Art Money reports selling 4,000 artworks totaling $18 million in sales during its four years of activity. A third of the app’s 3,000 clients have returned for a second purchase after completing their first payment plan.
The app performs in a way similar to a recent program launched by the Flemish government, which offers an interest-free loan of up to €7,000 (~$8,000) to purchase contemporary art from Flemish and Brussels-based artists. Similar government-funded initiatives exist in the Netherlands and the UK, where they have been reported to boost the art sales of participating galleries.
Is Art Money affecting the sales of New York galleries? Jared Linge, the founder of High Noon Gallery in New York’s Lower East Side, told Hyperallergic that his gallery has doubled its sales since it started using the app two years ago. “Any gallery can give you a payment plan, but you’ll have to complete all the payments before getting the piece. Here you get it right away,” he said. The 10% fee that the app collects from galleries, is equal to a discount he usually offers to clients in regular sales, he said. Many of his new buyers, said Linge, are millennials who are interested in the works of the gallery’s roster of emerging and mid-career women artists.
But not all of the other galleries working with Art Money share High Noon’s success story. Several Chelsea galleries listed on the site told Hyperallergic the app had a negligible impact on their sales. Jim Kempner Fine Art, Foley Gallery, and Kim Foster Gallery reported no sales through the app. GR Gallery’s curator Francisco Scipioni said that only one client has shown interest, but he quickly backtracked and paid the full sum in advance. Ethan Cohen Gallery said it made a few sales on the app for “substantial amounts,” but refused to disclose any further information. All the galleries that spoke with Hyperallergic said the app did not introduce them with new collectors.

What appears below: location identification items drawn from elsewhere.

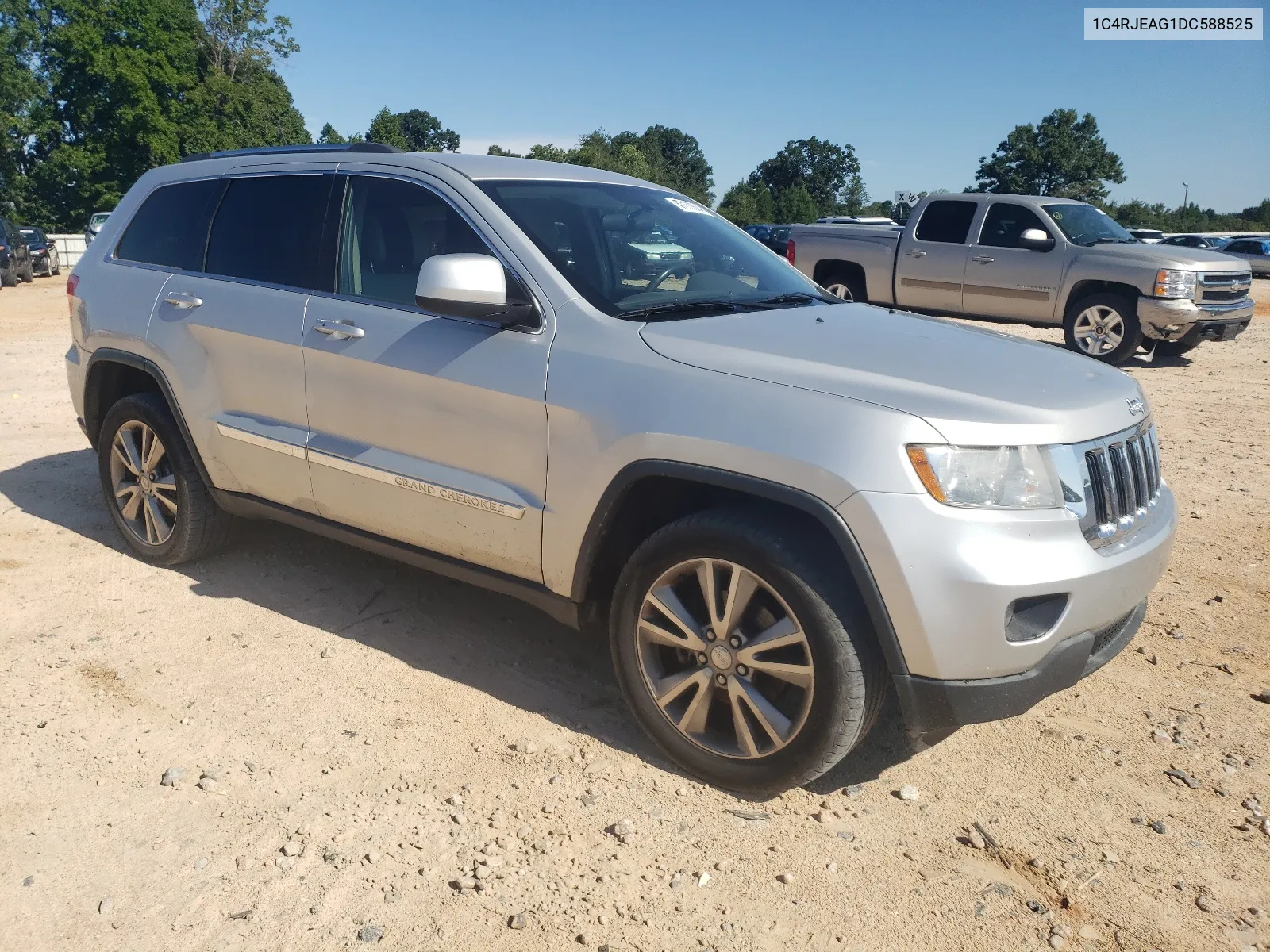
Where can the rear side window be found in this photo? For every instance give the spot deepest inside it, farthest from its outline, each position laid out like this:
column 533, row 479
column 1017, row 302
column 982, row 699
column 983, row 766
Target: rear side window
column 171, row 226
column 1005, row 222
column 270, row 228
column 946, row 221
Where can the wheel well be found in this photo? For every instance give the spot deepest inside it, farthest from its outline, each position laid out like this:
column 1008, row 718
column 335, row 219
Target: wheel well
column 653, row 501
column 1083, row 289
column 108, row 382
column 849, row 271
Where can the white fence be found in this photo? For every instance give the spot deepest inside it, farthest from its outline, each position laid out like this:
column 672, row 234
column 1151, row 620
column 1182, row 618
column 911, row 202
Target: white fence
column 69, row 249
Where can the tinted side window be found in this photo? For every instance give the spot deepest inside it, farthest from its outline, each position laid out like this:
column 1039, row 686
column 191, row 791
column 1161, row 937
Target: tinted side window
column 946, row 221
column 1005, row 222
column 171, row 226
column 391, row 228
column 270, row 228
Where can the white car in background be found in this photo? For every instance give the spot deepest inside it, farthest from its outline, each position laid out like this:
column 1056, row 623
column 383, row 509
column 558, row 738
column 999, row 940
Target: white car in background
column 653, row 253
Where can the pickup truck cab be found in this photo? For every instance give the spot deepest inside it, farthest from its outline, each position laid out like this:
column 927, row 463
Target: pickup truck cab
column 1038, row 260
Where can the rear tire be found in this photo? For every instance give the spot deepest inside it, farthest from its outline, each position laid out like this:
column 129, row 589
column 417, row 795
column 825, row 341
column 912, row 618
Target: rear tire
column 158, row 501
column 1104, row 327
column 822, row 687
column 846, row 285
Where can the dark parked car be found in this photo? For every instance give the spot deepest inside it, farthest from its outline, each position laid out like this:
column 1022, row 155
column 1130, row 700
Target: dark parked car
column 44, row 251
column 775, row 236
column 14, row 255
column 1214, row 244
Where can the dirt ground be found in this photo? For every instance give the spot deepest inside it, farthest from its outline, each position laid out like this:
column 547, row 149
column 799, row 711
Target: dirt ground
column 378, row 733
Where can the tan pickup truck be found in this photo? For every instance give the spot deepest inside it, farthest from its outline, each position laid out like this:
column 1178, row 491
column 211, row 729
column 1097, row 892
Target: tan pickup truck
column 1035, row 260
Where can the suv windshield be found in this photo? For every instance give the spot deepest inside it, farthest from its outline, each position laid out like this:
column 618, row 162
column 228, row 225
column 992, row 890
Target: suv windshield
column 1086, row 225
column 606, row 239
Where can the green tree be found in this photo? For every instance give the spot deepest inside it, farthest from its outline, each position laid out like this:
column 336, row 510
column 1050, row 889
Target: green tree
column 829, row 171
column 239, row 33
column 795, row 206
column 548, row 154
column 749, row 203
column 423, row 133
column 1062, row 156
column 387, row 129
column 660, row 154
column 329, row 135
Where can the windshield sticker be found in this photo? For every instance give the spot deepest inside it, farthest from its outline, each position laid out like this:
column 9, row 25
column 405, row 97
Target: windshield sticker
column 685, row 206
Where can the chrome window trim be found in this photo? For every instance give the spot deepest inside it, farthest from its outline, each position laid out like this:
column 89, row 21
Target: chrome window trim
column 482, row 232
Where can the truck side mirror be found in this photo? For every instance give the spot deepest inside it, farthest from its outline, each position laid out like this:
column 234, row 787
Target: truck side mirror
column 1035, row 240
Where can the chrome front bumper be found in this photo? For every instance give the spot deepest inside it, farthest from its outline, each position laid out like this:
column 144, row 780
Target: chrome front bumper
column 1168, row 319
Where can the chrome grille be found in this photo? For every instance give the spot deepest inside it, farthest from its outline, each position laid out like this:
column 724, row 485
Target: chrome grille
column 1225, row 286
column 1122, row 484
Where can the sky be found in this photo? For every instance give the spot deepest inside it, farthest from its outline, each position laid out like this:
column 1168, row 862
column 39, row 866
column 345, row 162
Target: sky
column 922, row 90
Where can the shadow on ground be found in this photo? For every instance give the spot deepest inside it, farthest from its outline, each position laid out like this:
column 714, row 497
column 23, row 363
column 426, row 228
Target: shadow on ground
column 492, row 643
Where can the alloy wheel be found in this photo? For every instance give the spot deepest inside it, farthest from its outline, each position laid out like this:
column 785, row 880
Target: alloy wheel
column 725, row 659
column 1099, row 330
column 145, row 486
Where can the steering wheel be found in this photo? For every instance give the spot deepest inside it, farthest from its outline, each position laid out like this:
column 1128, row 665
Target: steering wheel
column 667, row 273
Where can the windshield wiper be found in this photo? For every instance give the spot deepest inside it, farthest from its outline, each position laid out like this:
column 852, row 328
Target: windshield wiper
column 798, row 298
column 654, row 311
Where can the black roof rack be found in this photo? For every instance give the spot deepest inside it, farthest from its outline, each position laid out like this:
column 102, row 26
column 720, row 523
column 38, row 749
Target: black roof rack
column 287, row 150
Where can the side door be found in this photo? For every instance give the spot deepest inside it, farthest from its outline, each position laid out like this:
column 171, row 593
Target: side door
column 1005, row 279
column 931, row 264
column 232, row 334
column 425, row 428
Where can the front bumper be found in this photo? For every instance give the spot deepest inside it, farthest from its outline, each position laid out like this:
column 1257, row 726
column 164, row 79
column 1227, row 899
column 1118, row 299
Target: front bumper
column 1170, row 319
column 933, row 708
column 952, row 578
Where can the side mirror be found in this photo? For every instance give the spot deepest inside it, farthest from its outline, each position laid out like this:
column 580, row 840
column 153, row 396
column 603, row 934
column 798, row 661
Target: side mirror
column 470, row 286
column 1035, row 240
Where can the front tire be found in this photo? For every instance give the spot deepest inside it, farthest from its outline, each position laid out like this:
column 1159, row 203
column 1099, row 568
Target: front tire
column 740, row 655
column 1103, row 327
column 158, row 501
column 846, row 285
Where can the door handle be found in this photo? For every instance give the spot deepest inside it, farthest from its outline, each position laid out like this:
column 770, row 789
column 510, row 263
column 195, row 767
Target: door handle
column 341, row 330
column 182, row 301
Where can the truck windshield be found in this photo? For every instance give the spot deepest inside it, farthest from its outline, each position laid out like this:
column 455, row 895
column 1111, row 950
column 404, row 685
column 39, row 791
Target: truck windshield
column 602, row 239
column 1086, row 225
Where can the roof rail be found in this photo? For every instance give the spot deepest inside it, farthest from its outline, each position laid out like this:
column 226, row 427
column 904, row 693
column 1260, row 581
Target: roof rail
column 287, row 150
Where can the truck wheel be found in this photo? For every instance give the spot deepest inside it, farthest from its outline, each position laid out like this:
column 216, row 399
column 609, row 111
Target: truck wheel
column 740, row 655
column 1103, row 327
column 1184, row 344
column 152, row 489
column 846, row 285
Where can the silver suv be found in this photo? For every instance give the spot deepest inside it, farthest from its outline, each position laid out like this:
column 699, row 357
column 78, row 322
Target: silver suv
column 776, row 505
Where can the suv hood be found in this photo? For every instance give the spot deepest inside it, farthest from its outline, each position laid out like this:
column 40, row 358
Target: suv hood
column 975, row 386
column 1195, row 259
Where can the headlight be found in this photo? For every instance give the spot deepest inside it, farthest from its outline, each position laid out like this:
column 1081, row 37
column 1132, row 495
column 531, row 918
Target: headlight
column 1170, row 283
column 988, row 478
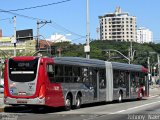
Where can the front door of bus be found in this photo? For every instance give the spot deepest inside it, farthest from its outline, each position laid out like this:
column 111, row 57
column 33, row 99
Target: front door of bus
column 95, row 82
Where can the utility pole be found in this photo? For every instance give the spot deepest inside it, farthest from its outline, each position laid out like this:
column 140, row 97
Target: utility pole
column 87, row 47
column 14, row 39
column 38, row 27
column 158, row 65
column 131, row 51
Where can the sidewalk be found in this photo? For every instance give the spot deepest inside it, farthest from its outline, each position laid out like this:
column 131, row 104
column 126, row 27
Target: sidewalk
column 154, row 91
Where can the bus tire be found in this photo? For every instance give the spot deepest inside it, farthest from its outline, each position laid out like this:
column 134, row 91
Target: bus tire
column 78, row 102
column 141, row 95
column 120, row 97
column 68, row 103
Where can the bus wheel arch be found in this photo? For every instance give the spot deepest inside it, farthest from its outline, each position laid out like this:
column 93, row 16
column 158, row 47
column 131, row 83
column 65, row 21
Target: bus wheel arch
column 78, row 100
column 68, row 101
column 141, row 94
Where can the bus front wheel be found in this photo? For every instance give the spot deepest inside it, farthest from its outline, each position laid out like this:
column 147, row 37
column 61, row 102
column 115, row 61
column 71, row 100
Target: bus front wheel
column 78, row 102
column 120, row 97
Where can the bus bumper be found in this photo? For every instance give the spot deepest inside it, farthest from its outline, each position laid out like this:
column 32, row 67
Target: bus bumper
column 21, row 101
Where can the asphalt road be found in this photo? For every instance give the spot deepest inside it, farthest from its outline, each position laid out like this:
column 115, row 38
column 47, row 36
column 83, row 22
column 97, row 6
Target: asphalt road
column 128, row 110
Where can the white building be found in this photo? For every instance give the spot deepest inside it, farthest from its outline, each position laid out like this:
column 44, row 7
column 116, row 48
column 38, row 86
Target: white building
column 144, row 35
column 58, row 38
column 118, row 26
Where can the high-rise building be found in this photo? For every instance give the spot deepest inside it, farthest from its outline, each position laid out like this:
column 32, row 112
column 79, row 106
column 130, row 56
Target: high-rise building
column 144, row 35
column 118, row 26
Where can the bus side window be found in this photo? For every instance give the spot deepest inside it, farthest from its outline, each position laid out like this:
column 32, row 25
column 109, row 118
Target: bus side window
column 68, row 73
column 50, row 72
column 59, row 77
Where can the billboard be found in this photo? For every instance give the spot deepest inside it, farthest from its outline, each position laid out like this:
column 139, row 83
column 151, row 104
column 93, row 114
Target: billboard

“I think it’s a very exceptional idea, but getting people to use it is a whole different story,” Kim Foster told Hyperallergic in a phone conversation. For some big-wig clients, she said, the very notion of a payment plan is offensive. In one case, a client was so offended by the offer that he ended up purchasing an additional piece “just to prove that he has money.” Following several such cases, Foster stopped promoting her gallery on the app. “I find it awkward to offer it to people … The app is great for galleries, I just don’t know to get it out there without being rude,” she said.
“The main reason some galleries are more successful than others [in selling through the app] is how they talk about it,” Becker explained to Hyperallergic. “The most successful galleries are comfortable talking about it,” he said, “other galleries are waiting for the collectors to ask.”
High Noon gallery appears to be a case in point. Unlike his peers in Chelsea, Linge includes a breakdown of the monthly payments near each item on his gallery’s price lists. That removes a major psychological barrier against buying art, he claims: “Americans are afraid of the word ‘loan’ because of its association with student loans and intractable debts.” Instead of “loan,” Linge promotes the service as a “credit system,” which seems to help ease the resistance. He also follows Becker’s advice and engages personally with gallery visitors to introduce them to the app.
“Anything new takes time to adopt, particularly in the art market which is particularly conservative,” Becker said. Art Money, he adds, is “culture-changing the art market” to pave the way to the “next generation of art collectors.” This diverse and fiscally responsible new breed of collectors, he said, is “less extravagant, less self-indulgent and more responsible” than the old guard.